Hamlet provası. Bugün provadan sonra biri Besson’a bir mektup verdi, Besson mektubu açıp kokladı. Paris’teki sevgilisinden parfümlü bir mektup. Besson’un ayrı yaşadığı karısı, Uschi Karusseit, Hamlet’in annesini oynuyor. Birlikte kantinde oturup iş üzerine konuşuyorlar.
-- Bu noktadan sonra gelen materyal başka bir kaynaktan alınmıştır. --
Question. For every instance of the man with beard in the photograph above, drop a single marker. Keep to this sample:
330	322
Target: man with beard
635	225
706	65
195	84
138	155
Günün birinde benim de bir sevgilim olursa, ben de ona parfümlü mektuplar göndereceğim veya sadece parfümlü boş bir yaprak. ‘Bunu başaramazsın, şiddetli derecede yazı yazma arzusu var sende,’ dedi Gabi.”

 

 

 

 

daha kitabı okurken yakın bir arkadaşımız gibi tanıştığımız gabi haklı, “emine” sevgi özdamar tiyatroyla nefes alıp vermiş ama yazmaktan da kendini alıkoyamamış.

 

 

 

geçtiğimiz aylarda “emine” sevgi özdamar’ın iki kitabı çıktı; almanca gazete ve dergilerle yayımlanmış yazılarından oluşan aynadaki avlu ve yukarıdaki satırları aldığım tuhaf yıldızlar dünyaya bakıyorlar gözlerini kırpmadan.

 

 

daha kitabı okurken yakın bir arkadaşımız gibi tanıştığımız gabi haklı, “emine” sevgi özdamar tiyatroyla nefes alıp vermiş ama yazmaktan da kendini alıkoyamamış. o, geçen yüzyılın birden fazla dalda ürün veren yaratıcı ruhlarından.

 

 

hayat bir kervansaray ve haliçli köprü adlı kitaplarını okumadan bu iki kitaba girişirseniz yazık olur. hepsi de otobiyografik özelliklerle birlikte hayatın özüne ilişkin gerçekler taşıyor. yine tuhaf yıldızlar...’da, 1 mayıs 1976 tarihli güncedeki “Peter Batı Berlin’den beni aradı, İstanbul’daki 1 Mayıs yürüyüşünde birçok insanın öldüğünü anlattı. (…) Kim bilir kaçanların kaybettiği kaç tane ayakkabı teki İstanbul’un göbeğindeki sokaklarda öylece duruyordur?” gibi bazı ifadeler insana gerçek bir günlükten ziyade hatıralardan yararlanıldığını düşündürdü ama ne gam. varsın tarih yanlış olsun, 1 mayıs 1977 katliamının ardından taksim bu kadar mı güzel anlatılır?

 

başka disiplinlerle içli dışlı olan yazarlar edebiyata o disiplinden şeyler taşır. “emine” sevgi özdamar da tiyatroyu taşıyor; anlattığı her anda 'sahne'nin özü var yazısında: “Bu akşam plak dükkanında Schubert plaklarına baktım. Öyle genç ölmüş ki. Balık satın aldım, yanımda yarı kör bir kadın duruyordu.”

 

 

görüntülerle, hareketlerle anlatılan öyküler… ilk romanlarında, ikinci dünya savaşı sonrası avrupa’da yaşanan emek göçünün öyküsünün yanı sıra kendi biçimlenişi vardır. burada sözünü ettiğim iki kitabı da, onlar gibi almanca yazmış; dille olan ilişkisi ve sadece cinayet haberleri duyduğu türkçeye karşı hissettiği küskünlük önemli temalarından. aynadaki avlu, uzun bir zaman dilimine yayılan yazılarını içeriyor ve özellikle alman toplumu üzerine önemli gözlemler ve sanatla ilgili bolca ilham içeriyor.

 

 

 

duvar iyi ki yıkıldı! mı?

 

 

özdamar, derdini kendi hikayeleriyle anlatan bir yazar. o yüzden, makalelerini bir araya getiren aynadaki avlu’yla, adını else lasker-schüler’in bir dizesinden alan tuhaf yıldızlar…’ı birbirine bağlayan birçok öykü var.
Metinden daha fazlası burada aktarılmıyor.